The reality is, the company found a way to establish the region - but that didn't entail building three data centres as initially signalled to Ardern and the public. They haven't built a single one.
What about the west Auckland data centre? "I understand the question," Bohnet replies. "The answer is, the centres are up and running, so they're live today, and we looked at a different option, and we made our choices to bring them online today."
Does that mean Amazon has addressed its consenting problems and opened its data centre at Fred Taylor Drive in west Auckland? "I'm very confident about the data centres that we chose to operate. The availability zones that establish the region are up and running already. So the site that you are talking about is probably something considered at some point."
This is one of the clumsiest and most embarrassing attempts to evade answering a question I've seen from any business leader, for a long time.
So, what of the $7.5b promised investment? The 1000 full-time equivalent jobs in the data region and supporting services? Today, Amazon insists this will still happen, but at NZ-owned competitor Catalyst IT, managing director Don Christie is sceptical. He reckons there will be a few dozen jobs at most.
That's because Christie says Amazon has simply installed its technology at data centres built by other firms - including Infratil-owned hyperscaler CDC. "How hard do you think it is to drop a few racks in a data centre and run what Amazon used to call an 'outpost product'?" he asks. "They can do that for a few hundred thousand dollars."
In his view, the failure to build separate secure availability zones jeopardises the resilience of the Amazon cloud. "Their availability zone in New Zealand is less robust than it probably should be given the geological situation," Christie says. "They've drained a lake, they've destroyed all that environment, and now they're walking away."

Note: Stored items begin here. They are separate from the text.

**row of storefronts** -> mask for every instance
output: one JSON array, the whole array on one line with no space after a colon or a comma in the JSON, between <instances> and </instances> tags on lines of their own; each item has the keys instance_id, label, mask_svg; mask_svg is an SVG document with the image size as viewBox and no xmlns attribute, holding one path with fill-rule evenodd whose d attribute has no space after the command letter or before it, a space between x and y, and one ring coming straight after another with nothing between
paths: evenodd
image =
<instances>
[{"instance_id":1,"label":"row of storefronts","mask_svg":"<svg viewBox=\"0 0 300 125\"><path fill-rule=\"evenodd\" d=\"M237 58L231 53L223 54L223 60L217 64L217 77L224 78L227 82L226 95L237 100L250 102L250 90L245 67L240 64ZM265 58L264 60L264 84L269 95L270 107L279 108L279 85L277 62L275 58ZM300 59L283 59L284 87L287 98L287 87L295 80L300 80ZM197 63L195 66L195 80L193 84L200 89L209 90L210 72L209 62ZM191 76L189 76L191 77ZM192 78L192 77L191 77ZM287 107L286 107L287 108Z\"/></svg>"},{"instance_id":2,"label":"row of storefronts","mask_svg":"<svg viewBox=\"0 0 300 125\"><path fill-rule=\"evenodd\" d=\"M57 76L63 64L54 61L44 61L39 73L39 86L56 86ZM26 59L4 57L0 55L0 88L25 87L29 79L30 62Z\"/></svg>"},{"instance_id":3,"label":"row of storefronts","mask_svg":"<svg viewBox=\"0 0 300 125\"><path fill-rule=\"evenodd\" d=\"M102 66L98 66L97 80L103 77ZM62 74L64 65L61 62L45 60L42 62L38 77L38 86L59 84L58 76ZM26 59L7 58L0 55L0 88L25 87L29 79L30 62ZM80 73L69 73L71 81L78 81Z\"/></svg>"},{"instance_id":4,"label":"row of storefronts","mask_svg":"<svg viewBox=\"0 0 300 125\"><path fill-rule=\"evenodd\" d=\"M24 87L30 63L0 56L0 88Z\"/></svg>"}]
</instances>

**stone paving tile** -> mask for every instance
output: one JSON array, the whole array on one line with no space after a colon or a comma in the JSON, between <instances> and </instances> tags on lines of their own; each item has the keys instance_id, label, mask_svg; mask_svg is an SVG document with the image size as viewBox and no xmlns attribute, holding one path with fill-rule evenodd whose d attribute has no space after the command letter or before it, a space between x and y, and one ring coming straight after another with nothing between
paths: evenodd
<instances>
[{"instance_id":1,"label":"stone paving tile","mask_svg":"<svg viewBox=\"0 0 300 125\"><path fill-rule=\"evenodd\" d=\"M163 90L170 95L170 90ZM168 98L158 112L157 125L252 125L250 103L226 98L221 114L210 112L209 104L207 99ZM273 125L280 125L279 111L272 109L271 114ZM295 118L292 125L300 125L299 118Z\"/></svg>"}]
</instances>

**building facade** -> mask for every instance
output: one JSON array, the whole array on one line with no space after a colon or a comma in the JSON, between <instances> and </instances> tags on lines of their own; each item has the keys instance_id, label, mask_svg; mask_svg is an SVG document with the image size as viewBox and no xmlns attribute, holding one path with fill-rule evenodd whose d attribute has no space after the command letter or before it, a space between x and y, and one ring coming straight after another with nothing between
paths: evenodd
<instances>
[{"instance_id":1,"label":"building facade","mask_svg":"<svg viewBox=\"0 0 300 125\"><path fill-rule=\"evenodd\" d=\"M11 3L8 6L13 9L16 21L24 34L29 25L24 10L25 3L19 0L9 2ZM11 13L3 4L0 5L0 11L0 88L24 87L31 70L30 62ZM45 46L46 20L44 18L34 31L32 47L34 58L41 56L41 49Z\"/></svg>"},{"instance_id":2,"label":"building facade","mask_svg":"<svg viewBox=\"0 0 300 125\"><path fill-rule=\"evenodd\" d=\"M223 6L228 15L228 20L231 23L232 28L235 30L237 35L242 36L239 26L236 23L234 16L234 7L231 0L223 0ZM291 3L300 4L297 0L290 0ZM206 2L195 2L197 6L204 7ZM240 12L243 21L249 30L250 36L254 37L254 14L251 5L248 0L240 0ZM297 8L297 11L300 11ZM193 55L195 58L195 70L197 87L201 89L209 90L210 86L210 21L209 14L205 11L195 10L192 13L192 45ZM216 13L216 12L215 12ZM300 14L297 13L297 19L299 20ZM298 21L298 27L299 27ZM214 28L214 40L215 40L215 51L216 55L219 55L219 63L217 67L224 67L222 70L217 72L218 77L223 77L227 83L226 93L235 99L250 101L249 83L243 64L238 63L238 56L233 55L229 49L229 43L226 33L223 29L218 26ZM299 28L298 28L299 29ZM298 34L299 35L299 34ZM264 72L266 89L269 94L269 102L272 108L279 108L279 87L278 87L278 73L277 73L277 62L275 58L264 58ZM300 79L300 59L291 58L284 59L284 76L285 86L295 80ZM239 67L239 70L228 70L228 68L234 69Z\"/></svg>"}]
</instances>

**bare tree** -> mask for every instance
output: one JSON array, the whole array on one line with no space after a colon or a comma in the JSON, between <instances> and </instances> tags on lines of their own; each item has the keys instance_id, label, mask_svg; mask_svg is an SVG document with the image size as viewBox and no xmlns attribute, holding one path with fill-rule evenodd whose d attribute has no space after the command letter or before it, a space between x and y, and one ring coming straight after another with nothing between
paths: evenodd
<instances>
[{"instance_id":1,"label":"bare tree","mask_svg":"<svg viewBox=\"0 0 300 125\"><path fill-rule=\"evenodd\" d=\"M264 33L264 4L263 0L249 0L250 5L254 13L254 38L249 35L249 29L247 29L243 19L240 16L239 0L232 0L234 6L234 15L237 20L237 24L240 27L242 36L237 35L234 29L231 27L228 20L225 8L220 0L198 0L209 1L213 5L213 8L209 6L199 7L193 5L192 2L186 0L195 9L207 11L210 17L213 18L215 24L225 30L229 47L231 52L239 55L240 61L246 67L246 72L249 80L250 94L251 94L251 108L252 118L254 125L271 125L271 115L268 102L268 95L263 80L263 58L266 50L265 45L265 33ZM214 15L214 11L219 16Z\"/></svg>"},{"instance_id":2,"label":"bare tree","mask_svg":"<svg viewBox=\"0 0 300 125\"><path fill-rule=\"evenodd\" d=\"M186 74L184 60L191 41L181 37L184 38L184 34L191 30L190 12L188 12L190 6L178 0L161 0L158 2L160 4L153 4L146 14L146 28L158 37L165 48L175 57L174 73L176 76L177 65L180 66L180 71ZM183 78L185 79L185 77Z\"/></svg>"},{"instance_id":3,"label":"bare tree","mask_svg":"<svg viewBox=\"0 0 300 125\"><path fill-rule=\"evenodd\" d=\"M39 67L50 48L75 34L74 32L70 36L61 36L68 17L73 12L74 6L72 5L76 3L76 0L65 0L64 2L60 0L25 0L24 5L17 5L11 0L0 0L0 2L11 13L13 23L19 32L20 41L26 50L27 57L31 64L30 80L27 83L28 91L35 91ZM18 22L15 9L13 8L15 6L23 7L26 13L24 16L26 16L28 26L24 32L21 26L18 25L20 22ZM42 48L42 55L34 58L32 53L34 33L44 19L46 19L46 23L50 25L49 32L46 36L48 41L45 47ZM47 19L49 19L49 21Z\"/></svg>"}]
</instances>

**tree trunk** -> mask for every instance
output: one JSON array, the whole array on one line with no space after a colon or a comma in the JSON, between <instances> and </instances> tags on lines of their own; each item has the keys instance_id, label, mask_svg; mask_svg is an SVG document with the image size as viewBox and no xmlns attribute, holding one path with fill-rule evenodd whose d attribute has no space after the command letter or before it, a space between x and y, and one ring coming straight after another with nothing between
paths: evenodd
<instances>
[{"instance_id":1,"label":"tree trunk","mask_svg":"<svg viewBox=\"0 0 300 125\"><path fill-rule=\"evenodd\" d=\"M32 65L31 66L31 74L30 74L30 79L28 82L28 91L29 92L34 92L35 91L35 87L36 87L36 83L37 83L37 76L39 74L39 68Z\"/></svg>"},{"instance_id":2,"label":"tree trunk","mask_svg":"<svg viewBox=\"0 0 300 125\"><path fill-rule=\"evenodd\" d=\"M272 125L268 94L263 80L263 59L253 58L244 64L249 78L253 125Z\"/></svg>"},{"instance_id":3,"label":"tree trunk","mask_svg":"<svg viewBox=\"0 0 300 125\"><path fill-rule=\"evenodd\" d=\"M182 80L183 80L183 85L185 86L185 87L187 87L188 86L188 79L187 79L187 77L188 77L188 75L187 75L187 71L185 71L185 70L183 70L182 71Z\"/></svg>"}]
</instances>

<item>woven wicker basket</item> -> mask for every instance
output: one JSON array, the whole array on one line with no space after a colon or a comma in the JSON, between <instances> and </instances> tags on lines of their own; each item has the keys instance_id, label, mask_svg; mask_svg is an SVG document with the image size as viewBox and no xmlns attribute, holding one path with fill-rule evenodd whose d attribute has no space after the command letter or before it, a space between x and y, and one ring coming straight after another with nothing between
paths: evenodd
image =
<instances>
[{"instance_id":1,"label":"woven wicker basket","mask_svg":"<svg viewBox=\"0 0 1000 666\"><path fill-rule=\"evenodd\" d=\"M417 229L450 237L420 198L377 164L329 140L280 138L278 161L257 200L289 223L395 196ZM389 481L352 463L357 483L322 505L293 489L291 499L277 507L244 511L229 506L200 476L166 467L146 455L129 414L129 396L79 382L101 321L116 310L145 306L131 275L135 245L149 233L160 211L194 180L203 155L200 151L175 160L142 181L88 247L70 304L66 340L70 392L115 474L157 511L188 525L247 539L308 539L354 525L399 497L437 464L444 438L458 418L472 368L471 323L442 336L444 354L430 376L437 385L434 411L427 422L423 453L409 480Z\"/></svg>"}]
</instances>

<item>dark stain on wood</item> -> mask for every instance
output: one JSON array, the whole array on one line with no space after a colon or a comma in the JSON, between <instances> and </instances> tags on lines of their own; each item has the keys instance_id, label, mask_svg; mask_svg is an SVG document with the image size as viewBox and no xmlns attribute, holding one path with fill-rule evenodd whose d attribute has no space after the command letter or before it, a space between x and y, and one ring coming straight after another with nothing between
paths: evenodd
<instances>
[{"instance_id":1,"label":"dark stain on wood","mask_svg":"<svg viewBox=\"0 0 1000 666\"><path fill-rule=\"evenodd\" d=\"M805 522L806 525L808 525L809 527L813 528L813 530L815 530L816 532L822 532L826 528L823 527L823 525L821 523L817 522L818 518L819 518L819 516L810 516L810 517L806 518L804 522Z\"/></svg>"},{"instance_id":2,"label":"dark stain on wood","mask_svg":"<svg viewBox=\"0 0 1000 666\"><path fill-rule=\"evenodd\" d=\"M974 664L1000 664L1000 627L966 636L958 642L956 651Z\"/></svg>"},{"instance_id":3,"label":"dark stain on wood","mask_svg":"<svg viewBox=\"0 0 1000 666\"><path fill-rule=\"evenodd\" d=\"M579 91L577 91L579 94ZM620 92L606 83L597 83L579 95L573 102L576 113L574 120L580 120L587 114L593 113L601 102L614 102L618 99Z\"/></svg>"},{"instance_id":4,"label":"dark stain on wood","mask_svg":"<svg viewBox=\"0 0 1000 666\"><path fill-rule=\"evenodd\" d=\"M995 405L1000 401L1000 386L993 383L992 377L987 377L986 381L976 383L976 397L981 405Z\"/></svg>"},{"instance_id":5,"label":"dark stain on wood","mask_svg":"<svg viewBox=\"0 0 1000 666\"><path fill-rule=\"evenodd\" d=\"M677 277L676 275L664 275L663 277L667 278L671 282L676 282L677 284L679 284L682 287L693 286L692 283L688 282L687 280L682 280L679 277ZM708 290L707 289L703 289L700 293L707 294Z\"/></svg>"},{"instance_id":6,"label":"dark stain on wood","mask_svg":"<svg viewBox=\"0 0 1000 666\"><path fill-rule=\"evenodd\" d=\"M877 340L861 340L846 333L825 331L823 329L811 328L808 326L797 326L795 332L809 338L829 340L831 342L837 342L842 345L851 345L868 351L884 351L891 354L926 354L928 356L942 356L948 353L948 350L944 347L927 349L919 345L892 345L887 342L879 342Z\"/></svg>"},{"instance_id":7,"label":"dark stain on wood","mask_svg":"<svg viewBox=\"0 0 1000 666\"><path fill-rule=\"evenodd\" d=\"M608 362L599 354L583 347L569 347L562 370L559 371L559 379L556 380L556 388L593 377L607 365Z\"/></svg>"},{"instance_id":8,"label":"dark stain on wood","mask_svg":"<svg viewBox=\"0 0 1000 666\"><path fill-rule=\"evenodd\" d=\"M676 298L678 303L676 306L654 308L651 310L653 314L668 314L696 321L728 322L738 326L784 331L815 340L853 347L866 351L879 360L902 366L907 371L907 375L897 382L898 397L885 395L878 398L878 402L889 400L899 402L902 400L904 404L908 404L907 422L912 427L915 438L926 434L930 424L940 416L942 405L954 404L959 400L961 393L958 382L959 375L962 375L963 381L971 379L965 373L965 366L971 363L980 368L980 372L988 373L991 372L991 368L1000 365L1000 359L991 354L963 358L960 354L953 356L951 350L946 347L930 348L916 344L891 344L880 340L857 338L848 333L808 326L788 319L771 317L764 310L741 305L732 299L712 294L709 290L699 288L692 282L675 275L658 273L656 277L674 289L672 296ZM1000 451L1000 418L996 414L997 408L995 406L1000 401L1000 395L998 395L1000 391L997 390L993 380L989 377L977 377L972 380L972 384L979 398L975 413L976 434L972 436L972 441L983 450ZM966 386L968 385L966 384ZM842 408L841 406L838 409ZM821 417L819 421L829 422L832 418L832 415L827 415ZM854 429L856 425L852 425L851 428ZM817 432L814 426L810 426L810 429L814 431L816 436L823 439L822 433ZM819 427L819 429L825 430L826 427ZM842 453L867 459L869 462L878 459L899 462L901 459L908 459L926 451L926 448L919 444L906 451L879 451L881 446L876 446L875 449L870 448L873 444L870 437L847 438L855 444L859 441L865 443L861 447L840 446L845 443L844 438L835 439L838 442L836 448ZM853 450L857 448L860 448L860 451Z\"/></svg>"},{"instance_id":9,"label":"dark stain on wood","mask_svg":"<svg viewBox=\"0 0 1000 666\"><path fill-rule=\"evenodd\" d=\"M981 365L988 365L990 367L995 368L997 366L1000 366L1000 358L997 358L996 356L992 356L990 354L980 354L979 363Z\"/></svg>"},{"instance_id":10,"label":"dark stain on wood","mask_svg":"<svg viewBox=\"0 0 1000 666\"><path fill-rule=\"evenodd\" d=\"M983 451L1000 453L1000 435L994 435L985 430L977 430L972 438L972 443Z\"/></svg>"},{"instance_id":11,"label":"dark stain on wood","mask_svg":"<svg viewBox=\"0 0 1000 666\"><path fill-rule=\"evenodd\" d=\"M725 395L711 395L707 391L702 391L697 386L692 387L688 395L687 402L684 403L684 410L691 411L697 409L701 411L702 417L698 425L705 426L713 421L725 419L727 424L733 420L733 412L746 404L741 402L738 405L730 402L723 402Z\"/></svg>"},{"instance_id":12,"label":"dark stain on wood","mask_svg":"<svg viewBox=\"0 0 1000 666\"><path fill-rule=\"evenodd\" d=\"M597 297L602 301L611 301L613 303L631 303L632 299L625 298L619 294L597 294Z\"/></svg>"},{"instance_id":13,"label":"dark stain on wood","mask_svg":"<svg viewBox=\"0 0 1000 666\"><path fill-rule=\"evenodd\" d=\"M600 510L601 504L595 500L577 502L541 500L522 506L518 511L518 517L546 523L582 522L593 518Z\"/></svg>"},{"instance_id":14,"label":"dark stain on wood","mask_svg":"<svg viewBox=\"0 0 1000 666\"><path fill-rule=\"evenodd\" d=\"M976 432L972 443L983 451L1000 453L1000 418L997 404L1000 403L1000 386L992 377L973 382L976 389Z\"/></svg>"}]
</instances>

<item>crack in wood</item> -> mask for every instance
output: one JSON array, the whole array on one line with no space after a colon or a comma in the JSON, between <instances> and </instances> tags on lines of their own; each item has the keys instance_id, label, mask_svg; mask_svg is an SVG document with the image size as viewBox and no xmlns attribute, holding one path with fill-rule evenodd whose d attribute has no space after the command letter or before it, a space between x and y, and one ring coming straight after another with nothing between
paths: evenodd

The company will still proceed with its power purchase agreement with Mercury Energy, to buy electricity from the gentailer's Turitea South wind farm - this will likely power Amazon's racks at other data centres. It's not clear whether Amazon will still get the power at the cheap prices available when the deal was done in early 2023.
"They value our green energy very highly," Christie says. "It's in short supply globally, and so the risk to us is that they are just exporting our cheaper green electrons. Shane Jones has spoken about the need to provide cheap power to New Zealand manufacturers and businesses, but this will have the opposite effect."